Ganz klärlich war’s, Topper hatte ein Auge auf eine der Schwestern von Scrooge’s Nichte geworfen, denn er antwortete, ein Hagestolz sei ein unglücklicher, heimathloser Mensch, der kein Recht habe, eine Meinung über diesen Gegenstand auszusprechen; bei welchen Worten die Schwester von Scrooge’s Nichte – die Runde mit dem Spitzenkragen, nicht die mit der Rose im Haar – roth wurde.

„Weiter, weiter, Fritz!“ sagte Scrooge’s Nichte, in die Hände klatschend. „Er bringt nie zu Ende, was er angefangen hat! Er ist ein so närrischer Kerl.“

Scrooge’s Neffe schwelgte in einem andern Gelächter, und es war unmöglich, sich von der Ansteckung fern zu halten, obgleich die dicke Schwester es sogar mit quatre voleurs versuchte: sein Beispiel wurde einstimmig nachgeahmt.

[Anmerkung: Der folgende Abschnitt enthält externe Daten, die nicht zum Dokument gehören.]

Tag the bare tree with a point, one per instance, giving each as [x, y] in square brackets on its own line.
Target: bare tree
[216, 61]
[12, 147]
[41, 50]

„Ich wollte nur sagen,“ sagte Scrooge’s Neffe, „daß die Folge seines Mißfallens an uns und seiner Weigerung, mit uns fröhlich zu sein, die ist, daß er

einige angenehme Augenblicke verliert, welche ihm nicht schaden würden. Gewiß verliert er angenehmere Unterhaltung, als ihm seine eigenen Gedanken in seinem dumpfigen alten Comptoir oder in seiner Wohnung geben. Ich denke ihm jedes Jahr die Gelegenheit dazu zu geben, ob es ihm nun gefällt oder nicht, denn er dauert mich. Er mag auf Weihnachten schimpfen, bis er stirbt, aber er muß doch endlich besser davon denken, wenn er mich jedes Jahr in guter Laune zu ihm kommen sieht, mit den Worten: Onkel Scrooge, wie befinden Sie sich? Wenn es ihm nur den Gedanken eingiebt, seinem armen Diener funfzig Pfund zu hinterlassen, so ist das doch wenigstens etwas; und ich glaube, ich packte ihn gestern.“

Es war jetzt an ihnen die Reihe zu lachen, bei dem Gedanken, daß er Scrooge gepackt hätte. Aber da er durch und durch gutmüthig war und sich nicht sehr darum kümmerte, über was sie lachten, wenn sie nur überhaupt lachten, so fiel er in ihre Fröhlichkeit ein und ließ die Flasche munter herum gehen.